I am both fascinated by the way in which my biology functions, and cautious about what of me could or should be explained in purely chemical terms. However, my chemical identity has been a consideration for some years now. I started down the peri-menopausal track rather early – 39. I get the mood swings, and my menstrual cycle is changing.
My experience of myself, month to month is informed by the blue days before I bleed. I usually bleed for six days and two of those are usually heavy and painful. My mood shifts around ovulation. This has been part of the rhythm of myself for some time. Who will I be without that? I’ve seen some fascinating stuff from Caitlin Moran recently about what fertility hormones do to women and what happens when those go away. How much will I change? Will I wake up one morning feeling angry and finding I need to do a PhD? It happens a lot, apparently, but seems unlikely in my case.
Right now I’m dealing with a lack of adrenaline in my body. Adrenal fatigue is not widely recognised as a condition and definitely isn’t recognised in the UK. I can say from personal experience that there does come a point where a body just can’t keep doing the adrenaline, and doesn’t, and it takes a while to recover. In the meantime, experiences of fear and panic result in something like being slapped in the face with a cold fish. It is weird and disorientating, and my emotional self has changed because my body can’t support what I was feeling.
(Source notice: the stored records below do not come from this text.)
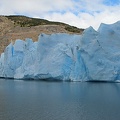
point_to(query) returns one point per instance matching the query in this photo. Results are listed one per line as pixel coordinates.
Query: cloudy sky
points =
(80, 13)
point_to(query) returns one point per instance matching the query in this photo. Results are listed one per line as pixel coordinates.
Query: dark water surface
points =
(41, 100)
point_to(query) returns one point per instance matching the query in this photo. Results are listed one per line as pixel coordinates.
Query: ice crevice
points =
(92, 56)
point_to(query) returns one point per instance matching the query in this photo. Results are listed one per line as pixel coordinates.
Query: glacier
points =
(92, 56)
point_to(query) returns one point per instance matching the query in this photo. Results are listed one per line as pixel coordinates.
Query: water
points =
(41, 100)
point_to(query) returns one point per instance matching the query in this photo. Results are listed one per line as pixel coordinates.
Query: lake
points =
(44, 100)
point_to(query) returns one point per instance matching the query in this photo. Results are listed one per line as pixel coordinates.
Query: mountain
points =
(92, 56)
(21, 27)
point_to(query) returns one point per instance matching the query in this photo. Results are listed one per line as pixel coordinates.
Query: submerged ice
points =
(94, 55)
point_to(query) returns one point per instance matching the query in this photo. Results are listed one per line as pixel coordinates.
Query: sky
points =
(79, 13)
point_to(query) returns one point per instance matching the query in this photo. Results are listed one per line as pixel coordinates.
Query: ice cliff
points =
(94, 55)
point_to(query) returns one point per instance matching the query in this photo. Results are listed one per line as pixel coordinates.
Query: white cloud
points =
(80, 13)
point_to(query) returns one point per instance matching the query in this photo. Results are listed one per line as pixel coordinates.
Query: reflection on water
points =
(41, 100)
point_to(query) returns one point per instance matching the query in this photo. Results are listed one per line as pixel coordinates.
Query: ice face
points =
(94, 55)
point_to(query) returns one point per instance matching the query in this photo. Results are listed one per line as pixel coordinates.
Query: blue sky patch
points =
(111, 2)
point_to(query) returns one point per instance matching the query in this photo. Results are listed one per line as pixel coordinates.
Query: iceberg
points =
(92, 56)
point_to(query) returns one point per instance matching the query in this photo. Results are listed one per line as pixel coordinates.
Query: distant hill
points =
(21, 27)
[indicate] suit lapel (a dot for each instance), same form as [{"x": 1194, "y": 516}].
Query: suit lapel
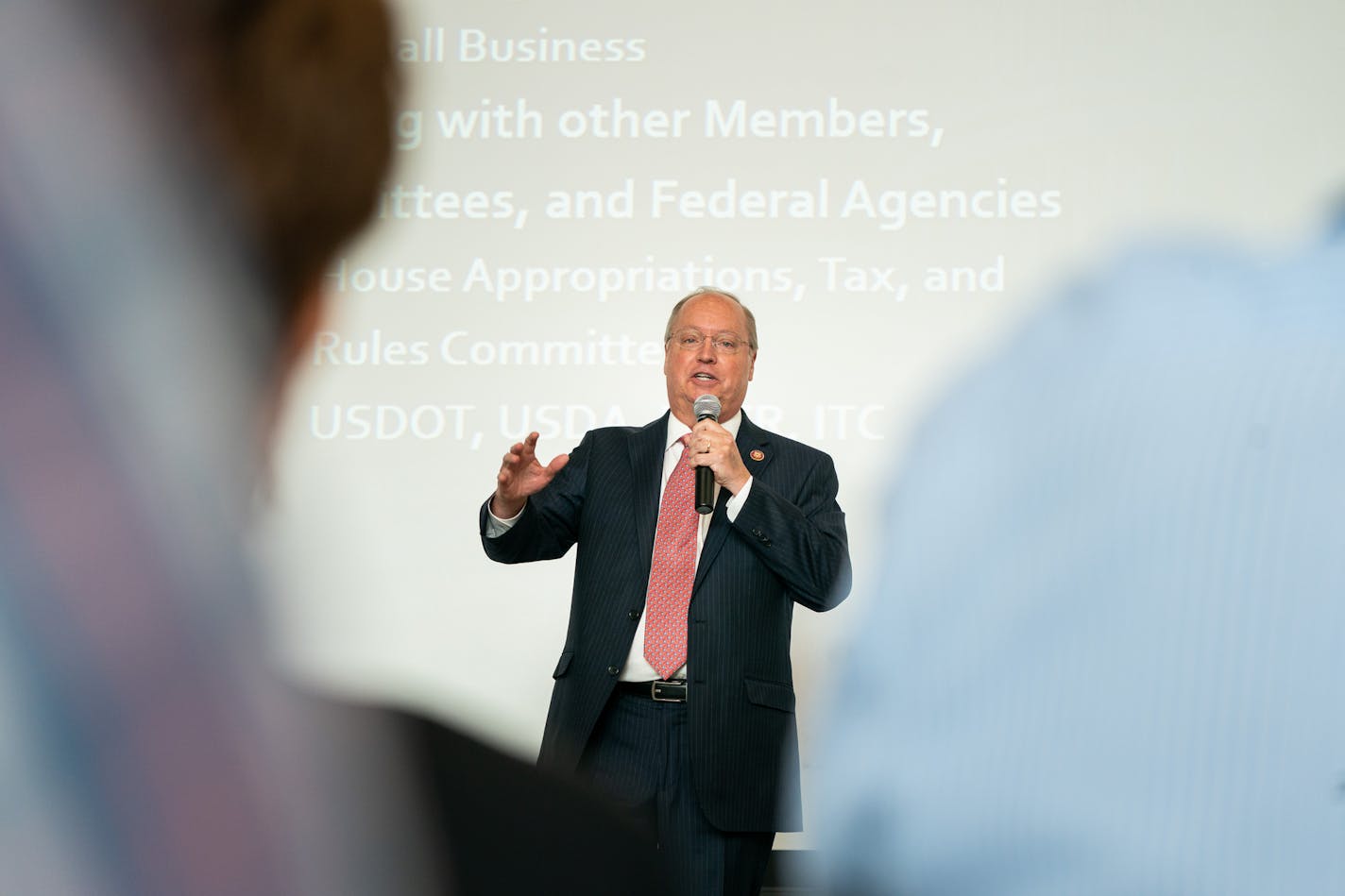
[
  {"x": 752, "y": 443},
  {"x": 646, "y": 452}
]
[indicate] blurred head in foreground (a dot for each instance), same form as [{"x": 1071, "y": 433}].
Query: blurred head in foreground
[
  {"x": 1107, "y": 648},
  {"x": 172, "y": 179}
]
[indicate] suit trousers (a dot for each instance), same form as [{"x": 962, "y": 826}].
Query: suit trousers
[{"x": 639, "y": 756}]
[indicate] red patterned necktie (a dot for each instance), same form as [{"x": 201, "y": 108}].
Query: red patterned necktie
[{"x": 672, "y": 570}]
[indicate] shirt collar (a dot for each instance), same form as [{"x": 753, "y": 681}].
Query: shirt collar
[{"x": 676, "y": 428}]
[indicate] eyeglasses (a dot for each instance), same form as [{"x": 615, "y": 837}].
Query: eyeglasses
[{"x": 728, "y": 344}]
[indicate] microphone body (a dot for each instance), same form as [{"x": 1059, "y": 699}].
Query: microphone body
[{"x": 705, "y": 408}]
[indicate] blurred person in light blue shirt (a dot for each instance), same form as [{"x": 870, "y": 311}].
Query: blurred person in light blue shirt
[{"x": 1107, "y": 650}]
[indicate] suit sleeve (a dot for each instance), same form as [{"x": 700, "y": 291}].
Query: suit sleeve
[
  {"x": 803, "y": 541},
  {"x": 551, "y": 519}
]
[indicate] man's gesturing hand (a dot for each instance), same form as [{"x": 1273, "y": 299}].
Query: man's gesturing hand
[{"x": 520, "y": 475}]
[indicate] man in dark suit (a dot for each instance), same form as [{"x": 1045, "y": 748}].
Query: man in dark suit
[{"x": 674, "y": 690}]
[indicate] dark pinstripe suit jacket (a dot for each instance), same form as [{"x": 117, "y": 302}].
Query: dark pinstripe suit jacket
[{"x": 787, "y": 544}]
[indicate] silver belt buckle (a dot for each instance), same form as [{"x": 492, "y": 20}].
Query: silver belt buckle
[{"x": 654, "y": 692}]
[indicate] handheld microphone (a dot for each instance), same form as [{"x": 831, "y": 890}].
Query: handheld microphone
[{"x": 705, "y": 408}]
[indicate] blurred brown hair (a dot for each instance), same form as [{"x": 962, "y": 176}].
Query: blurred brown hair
[{"x": 295, "y": 98}]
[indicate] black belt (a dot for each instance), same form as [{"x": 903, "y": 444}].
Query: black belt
[{"x": 665, "y": 692}]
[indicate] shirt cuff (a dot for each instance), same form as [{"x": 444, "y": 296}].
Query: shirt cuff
[
  {"x": 495, "y": 526},
  {"x": 736, "y": 502}
]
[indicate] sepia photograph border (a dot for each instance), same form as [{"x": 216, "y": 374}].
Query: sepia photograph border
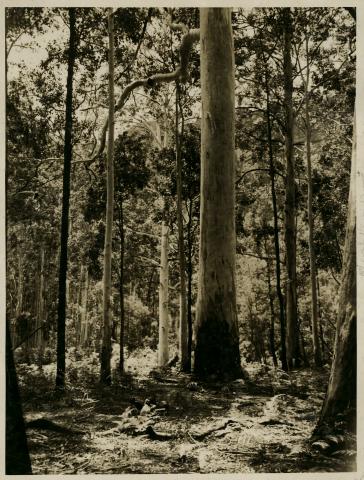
[{"x": 359, "y": 4}]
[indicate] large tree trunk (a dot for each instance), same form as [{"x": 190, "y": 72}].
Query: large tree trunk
[
  {"x": 217, "y": 336},
  {"x": 183, "y": 327},
  {"x": 292, "y": 344},
  {"x": 105, "y": 373},
  {"x": 163, "y": 354},
  {"x": 341, "y": 392},
  {"x": 63, "y": 260},
  {"x": 17, "y": 454},
  {"x": 282, "y": 320}
]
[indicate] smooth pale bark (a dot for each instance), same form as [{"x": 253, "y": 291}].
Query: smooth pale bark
[
  {"x": 341, "y": 392},
  {"x": 314, "y": 310},
  {"x": 183, "y": 326},
  {"x": 63, "y": 257},
  {"x": 105, "y": 373},
  {"x": 217, "y": 336},
  {"x": 282, "y": 321},
  {"x": 292, "y": 341},
  {"x": 163, "y": 353}
]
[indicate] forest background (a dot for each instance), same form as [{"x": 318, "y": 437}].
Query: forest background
[{"x": 253, "y": 346}]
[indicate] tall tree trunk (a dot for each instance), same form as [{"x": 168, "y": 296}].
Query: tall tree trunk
[
  {"x": 19, "y": 297},
  {"x": 163, "y": 354},
  {"x": 272, "y": 312},
  {"x": 17, "y": 454},
  {"x": 63, "y": 260},
  {"x": 121, "y": 287},
  {"x": 282, "y": 321},
  {"x": 292, "y": 343},
  {"x": 105, "y": 373},
  {"x": 183, "y": 327},
  {"x": 189, "y": 282},
  {"x": 314, "y": 309},
  {"x": 84, "y": 316},
  {"x": 40, "y": 309},
  {"x": 341, "y": 392},
  {"x": 217, "y": 336}
]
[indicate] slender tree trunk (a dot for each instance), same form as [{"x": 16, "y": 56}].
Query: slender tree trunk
[
  {"x": 314, "y": 312},
  {"x": 183, "y": 326},
  {"x": 19, "y": 298},
  {"x": 163, "y": 354},
  {"x": 84, "y": 313},
  {"x": 189, "y": 282},
  {"x": 217, "y": 335},
  {"x": 105, "y": 373},
  {"x": 40, "y": 310},
  {"x": 63, "y": 260},
  {"x": 292, "y": 344},
  {"x": 282, "y": 321},
  {"x": 272, "y": 314},
  {"x": 319, "y": 313},
  {"x": 341, "y": 392},
  {"x": 17, "y": 454},
  {"x": 121, "y": 288}
]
Amusingly, I’m also having trouble with endorphins. Usually this is a diet/exercise issue, and problems mean more effort is required to support the body. But, I’ve been walking, trampolining, eating plenty of fruit and veg. I don’t even know why this system has crashed. It creates an interesting opportunity to look at who and how I am when this chemical aspect of me isn’t working.
How I think about things hasn’t changed. It doesn’t seem to matter much what’s going on with me chemically, my considered philosophical positions and chosen ways of being hold up passably well. Except where those ways of being depend on being able to show up in a body and feel stuff. At the moment it’s a bit like how I imagine being a brain in a jar would feel – disconnected and a tad unreal. Being in my body is hard at the best of times, right now, it is almost impossible to show up for anything other than pain.
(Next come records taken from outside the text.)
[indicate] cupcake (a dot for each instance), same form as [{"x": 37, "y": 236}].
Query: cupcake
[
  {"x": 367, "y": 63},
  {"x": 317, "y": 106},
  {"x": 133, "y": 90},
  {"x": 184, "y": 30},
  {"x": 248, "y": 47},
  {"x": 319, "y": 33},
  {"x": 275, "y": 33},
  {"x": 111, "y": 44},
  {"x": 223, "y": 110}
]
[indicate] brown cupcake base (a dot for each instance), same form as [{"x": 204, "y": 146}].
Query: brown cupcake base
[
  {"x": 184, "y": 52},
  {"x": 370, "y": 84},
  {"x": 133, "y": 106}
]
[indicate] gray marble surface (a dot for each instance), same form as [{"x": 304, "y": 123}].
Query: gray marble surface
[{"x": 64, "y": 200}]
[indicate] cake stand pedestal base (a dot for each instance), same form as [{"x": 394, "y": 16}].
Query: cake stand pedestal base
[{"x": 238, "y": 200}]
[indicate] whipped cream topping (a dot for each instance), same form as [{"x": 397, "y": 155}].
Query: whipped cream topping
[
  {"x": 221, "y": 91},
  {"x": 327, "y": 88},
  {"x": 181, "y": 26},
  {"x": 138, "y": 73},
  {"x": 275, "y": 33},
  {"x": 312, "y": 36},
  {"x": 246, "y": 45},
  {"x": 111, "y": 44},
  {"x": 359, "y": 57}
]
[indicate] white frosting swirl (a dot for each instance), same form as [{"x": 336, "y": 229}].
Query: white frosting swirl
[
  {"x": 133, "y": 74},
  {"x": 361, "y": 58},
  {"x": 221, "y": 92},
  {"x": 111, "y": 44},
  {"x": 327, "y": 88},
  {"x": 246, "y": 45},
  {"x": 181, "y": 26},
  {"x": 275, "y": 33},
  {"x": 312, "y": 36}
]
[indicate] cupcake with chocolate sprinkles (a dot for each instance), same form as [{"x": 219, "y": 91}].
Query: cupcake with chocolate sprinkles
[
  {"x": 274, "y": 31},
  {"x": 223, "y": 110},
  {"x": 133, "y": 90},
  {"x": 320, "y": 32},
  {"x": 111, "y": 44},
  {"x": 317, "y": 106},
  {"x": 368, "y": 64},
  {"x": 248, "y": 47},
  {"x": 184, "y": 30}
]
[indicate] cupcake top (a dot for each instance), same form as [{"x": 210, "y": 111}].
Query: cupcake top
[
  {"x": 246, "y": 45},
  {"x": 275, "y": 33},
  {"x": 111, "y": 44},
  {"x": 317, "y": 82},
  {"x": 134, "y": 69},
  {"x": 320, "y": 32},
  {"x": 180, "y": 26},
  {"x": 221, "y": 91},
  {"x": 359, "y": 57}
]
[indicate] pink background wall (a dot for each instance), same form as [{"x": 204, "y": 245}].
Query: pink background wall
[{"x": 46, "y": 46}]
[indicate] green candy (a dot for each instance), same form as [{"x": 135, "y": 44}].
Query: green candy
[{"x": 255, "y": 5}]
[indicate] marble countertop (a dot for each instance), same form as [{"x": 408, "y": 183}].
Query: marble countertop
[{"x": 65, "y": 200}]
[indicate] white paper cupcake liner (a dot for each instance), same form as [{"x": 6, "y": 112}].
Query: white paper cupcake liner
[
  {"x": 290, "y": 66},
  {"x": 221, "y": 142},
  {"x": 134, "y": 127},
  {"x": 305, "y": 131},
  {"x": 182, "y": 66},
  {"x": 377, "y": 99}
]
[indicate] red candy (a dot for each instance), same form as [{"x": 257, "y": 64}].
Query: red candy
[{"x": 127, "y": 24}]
There is however some comfort in knowing that I’m not going to have my sense of self washed away by the hormonal shifts of the menopause. Anything I’ve come to deliberately is likely to hold up, by the looks of things.
(This blog post is not a request for advice on how to medicate any of the above, nor any other kinds of interventions I might try. That’s in hand, this is only part of a story, and it wasn’t what I wanted to talk about today so please don’t come in with that sort of stuff as I find it tiring and it isn’t going to help right now. Thank you.)
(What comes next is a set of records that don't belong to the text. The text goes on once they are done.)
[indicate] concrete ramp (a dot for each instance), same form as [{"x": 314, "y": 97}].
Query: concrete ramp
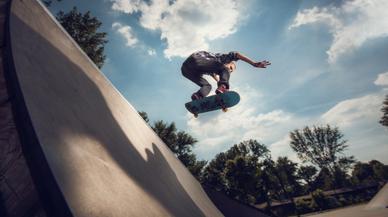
[
  {"x": 89, "y": 151},
  {"x": 380, "y": 200}
]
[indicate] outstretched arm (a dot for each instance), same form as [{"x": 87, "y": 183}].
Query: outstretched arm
[
  {"x": 215, "y": 77},
  {"x": 261, "y": 64}
]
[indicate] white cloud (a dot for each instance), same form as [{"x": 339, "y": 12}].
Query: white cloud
[
  {"x": 382, "y": 79},
  {"x": 187, "y": 25},
  {"x": 127, "y": 6},
  {"x": 351, "y": 24},
  {"x": 151, "y": 52},
  {"x": 216, "y": 132},
  {"x": 126, "y": 32}
]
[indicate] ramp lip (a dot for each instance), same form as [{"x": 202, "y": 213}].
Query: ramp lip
[{"x": 49, "y": 192}]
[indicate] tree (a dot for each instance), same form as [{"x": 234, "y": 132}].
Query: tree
[
  {"x": 324, "y": 180},
  {"x": 144, "y": 115},
  {"x": 380, "y": 171},
  {"x": 307, "y": 173},
  {"x": 48, "y": 2},
  {"x": 241, "y": 174},
  {"x": 237, "y": 171},
  {"x": 362, "y": 173},
  {"x": 286, "y": 174},
  {"x": 321, "y": 146},
  {"x": 180, "y": 143},
  {"x": 83, "y": 28},
  {"x": 384, "y": 119}
]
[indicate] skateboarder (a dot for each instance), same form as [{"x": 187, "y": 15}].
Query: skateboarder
[{"x": 217, "y": 65}]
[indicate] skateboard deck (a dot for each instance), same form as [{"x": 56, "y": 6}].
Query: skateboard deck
[{"x": 214, "y": 102}]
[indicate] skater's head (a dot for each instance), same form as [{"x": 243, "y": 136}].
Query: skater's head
[{"x": 231, "y": 66}]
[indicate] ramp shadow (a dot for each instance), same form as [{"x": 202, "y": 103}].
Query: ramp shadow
[{"x": 64, "y": 96}]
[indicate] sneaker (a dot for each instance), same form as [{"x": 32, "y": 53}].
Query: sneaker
[
  {"x": 221, "y": 89},
  {"x": 195, "y": 96}
]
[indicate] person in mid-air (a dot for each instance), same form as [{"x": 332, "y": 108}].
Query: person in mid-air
[{"x": 217, "y": 65}]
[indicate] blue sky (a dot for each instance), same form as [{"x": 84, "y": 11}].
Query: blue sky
[{"x": 329, "y": 66}]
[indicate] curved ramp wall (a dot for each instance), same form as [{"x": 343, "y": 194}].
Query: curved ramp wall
[{"x": 89, "y": 151}]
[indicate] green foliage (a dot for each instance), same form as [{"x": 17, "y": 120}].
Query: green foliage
[
  {"x": 324, "y": 180},
  {"x": 369, "y": 173},
  {"x": 49, "y": 2},
  {"x": 384, "y": 109},
  {"x": 83, "y": 28},
  {"x": 307, "y": 174},
  {"x": 144, "y": 115},
  {"x": 238, "y": 172},
  {"x": 324, "y": 146},
  {"x": 319, "y": 198},
  {"x": 181, "y": 143},
  {"x": 241, "y": 174},
  {"x": 321, "y": 146},
  {"x": 286, "y": 172}
]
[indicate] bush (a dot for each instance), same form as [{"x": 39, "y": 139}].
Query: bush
[
  {"x": 319, "y": 199},
  {"x": 303, "y": 206},
  {"x": 332, "y": 202}
]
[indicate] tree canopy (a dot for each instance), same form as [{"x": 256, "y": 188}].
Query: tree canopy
[{"x": 83, "y": 28}]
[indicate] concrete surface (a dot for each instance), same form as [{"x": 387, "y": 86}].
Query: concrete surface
[{"x": 92, "y": 154}]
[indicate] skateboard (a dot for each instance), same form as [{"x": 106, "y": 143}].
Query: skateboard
[{"x": 210, "y": 103}]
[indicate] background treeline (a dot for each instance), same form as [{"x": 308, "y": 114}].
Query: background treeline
[
  {"x": 247, "y": 172},
  {"x": 325, "y": 178}
]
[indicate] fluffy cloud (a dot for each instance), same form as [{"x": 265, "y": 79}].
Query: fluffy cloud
[
  {"x": 351, "y": 24},
  {"x": 355, "y": 112},
  {"x": 151, "y": 52},
  {"x": 382, "y": 79},
  {"x": 187, "y": 25},
  {"x": 127, "y": 33},
  {"x": 217, "y": 132}
]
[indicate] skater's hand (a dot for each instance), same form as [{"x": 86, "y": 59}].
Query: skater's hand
[{"x": 262, "y": 64}]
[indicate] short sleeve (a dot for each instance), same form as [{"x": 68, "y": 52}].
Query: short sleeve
[{"x": 233, "y": 56}]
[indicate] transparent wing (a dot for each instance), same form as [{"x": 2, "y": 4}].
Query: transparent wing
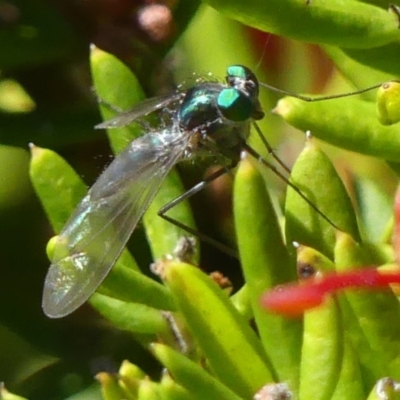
[
  {"x": 96, "y": 233},
  {"x": 142, "y": 109}
]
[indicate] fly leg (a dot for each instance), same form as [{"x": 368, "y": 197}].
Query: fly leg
[{"x": 195, "y": 189}]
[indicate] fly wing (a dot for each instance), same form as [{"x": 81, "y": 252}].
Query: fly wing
[
  {"x": 96, "y": 233},
  {"x": 144, "y": 108}
]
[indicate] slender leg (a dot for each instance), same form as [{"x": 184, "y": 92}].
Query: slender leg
[
  {"x": 188, "y": 194},
  {"x": 258, "y": 157},
  {"x": 270, "y": 149}
]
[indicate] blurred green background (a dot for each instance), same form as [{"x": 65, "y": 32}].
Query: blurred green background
[{"x": 46, "y": 99}]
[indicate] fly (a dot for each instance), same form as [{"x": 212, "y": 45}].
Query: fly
[{"x": 210, "y": 118}]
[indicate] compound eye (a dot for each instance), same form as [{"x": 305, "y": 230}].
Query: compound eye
[{"x": 235, "y": 105}]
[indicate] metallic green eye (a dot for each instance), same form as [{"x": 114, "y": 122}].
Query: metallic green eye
[{"x": 235, "y": 105}]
August 3rd, 2020 at 12:47 pm
Such a good description. Resonate with it all 🙏🙏
August 4th, 2020 at 1:36 pm
I’m peri-menopausal, nearly post-menopausal. I’m glad to say that whilst some stuff has changed, I can confirm that core values remain the same. I am still a leftie 😊
August 5th, 2020 at 10:46 am
Good to know! There’s so little good information out there about what to expect. What there is is mostly medical pathologising…
August 5th, 2020 at 11:18 am
Try comparing two of my longer blogposts from, say a couple of weeks ago, and five years ago— hopefully you’ll find that the quality is about the same!